Whole Foods' to open up to 30 new stores in U.S. in 2009
Speaking of those U.S. expansion plans. Whole Foods' announced today in a filing with the U.S. Securities and Exchange Commission that it plans to build and open between 25 -to- 30 new stores in the U.S. next year. That's a new store opening somewhere in the U.S. at a rate higher than one every other week.
The 29-30 new stores will all likely be no smaller than 45,000 square feet (except in special cases like urban neighborhoods where there are geographical limitations of course) and as big as 80,000 square feet. The new stores also will be located both in regions like Texas and the west and east coasts, where Whole Foods' already has a substantial number of stores, and in new areas of the U.S. where the grocer has little or no current retail presence.

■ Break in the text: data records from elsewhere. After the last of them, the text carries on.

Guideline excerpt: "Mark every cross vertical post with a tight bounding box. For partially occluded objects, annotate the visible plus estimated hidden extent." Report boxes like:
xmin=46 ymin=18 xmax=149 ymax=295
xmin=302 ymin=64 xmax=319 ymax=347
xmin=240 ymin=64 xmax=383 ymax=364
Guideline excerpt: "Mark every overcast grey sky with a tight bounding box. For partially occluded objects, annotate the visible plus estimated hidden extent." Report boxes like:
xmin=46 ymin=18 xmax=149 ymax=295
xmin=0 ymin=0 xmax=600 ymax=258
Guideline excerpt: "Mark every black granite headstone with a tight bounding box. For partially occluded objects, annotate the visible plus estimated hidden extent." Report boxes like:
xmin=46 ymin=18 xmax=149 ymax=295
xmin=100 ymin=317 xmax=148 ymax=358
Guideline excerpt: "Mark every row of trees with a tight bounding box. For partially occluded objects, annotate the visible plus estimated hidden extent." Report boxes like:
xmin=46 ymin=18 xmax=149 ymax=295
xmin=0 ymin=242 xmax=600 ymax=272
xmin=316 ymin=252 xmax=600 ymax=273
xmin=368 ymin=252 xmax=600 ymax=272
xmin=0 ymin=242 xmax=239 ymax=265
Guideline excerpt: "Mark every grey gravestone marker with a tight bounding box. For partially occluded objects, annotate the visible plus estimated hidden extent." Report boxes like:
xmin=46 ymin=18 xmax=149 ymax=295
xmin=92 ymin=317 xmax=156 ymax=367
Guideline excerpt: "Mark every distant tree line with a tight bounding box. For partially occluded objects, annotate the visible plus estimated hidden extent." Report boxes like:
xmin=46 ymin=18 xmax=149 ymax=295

Whole Foods also is set to open its Whole Foods Express small-format, convenience-oriented prototype store in a renovated former Wild Oats market building in Boulder, Colorado later this year. If that test--and format--proves successful, we could see the supernatural grocer join the growing small-format grocery store revolution in the U.S. with additional Express stores in other parts of the country perhaps even beginning next year.
From what we've been able to learn thus far, the Whole Foods Express format will be about 15,000 square feet -to- 20,000 square feet in size. It will feature a limited selection of natural and organic grocery products, fresh produce and meats and other perishables.
A key feature of the Express store will be an extensive selection of natural, organic, healthy and tasty ready-to-eat and ready-to heat prepared foods. We also expect to see some sort of an in store cafe in the Express store, as well as a small version of a Whole Foods-style in-store Bistro food service venue.